Get distinct count of values in single row in Pyspark DataFrame-CodePudding

I'm trying to split comma separated values in a string column to individual values and count each individual value.

The data I have is formatted as such:

 -------------------- 
|                tags|
 -------------------- 
|cult, horror, got...|
|            violence|
|            romantic|
|inspiring, romant...|
|cruelty, murder, ...|
|romantic, queer, ...|
|gothic, cruelty, ...|
|mystery, suspense...|
|            violence|
|revenge, neo noir...|
 --------------------

And I want the result to look like

 -------------------- ----- 
|                tags|count|
 -------------------- ----- 
|cult                |    4|
|horror              |   10|
|goth                |    4|
|violence            |   30|
...

The code I've tried that hasn't worked is below:

data.select('tags').groupby('tags').count().show(10)

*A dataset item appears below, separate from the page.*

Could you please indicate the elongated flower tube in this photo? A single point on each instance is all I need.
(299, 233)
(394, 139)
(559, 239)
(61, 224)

I also used a countdistinct function which also failed to work.

I feel like I need to have a function that separates the values by comma and then lists them but not sure how to execute them.

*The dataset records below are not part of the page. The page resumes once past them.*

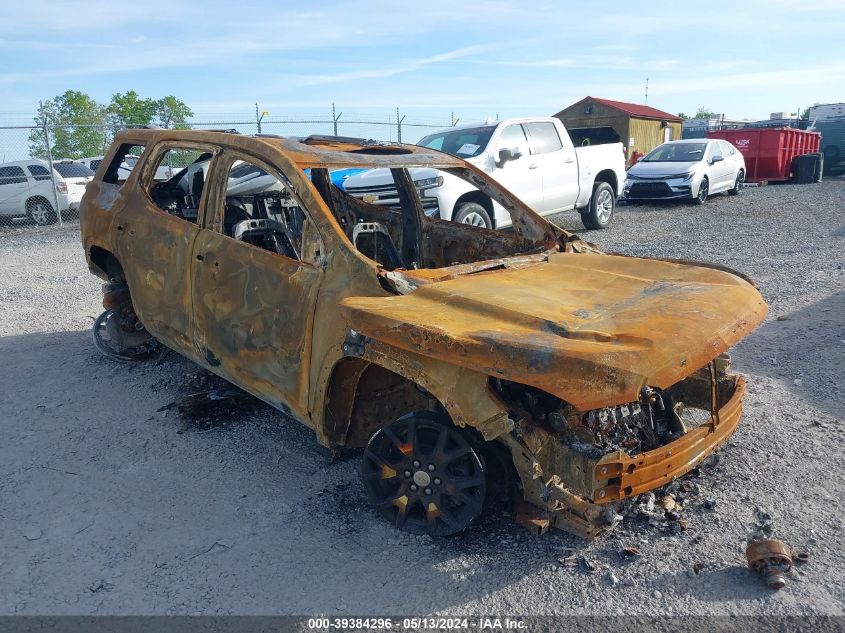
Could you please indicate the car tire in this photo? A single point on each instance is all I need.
(424, 475)
(738, 184)
(473, 214)
(703, 192)
(599, 212)
(41, 211)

CodePudding user response：

You can use split() to split strings, then explode(). Finally, groupby and count:

import pyspark.sql.functions as F

df = spark.createDataFrame(data=[
    ["cult,horror"],
    ["cult,comedy"],
    ["romantic,comedy"],
    ["thriler,horror,comedy"],
], schema=["tags"])

df = df \
  .withColumn("tags", F.split("tags", pattern=",")) \
  .withColumn("tags", F.explode("tags"))

df = df.groupBy("tags").count()

[Out]:
 -------- ----- 
|tags    |count|
 -------- ----- 
|romantic|1    |
|thriler |1    |
|horror  |2    |
|cult    |2    |
|comedy  |3    |
 -------- -----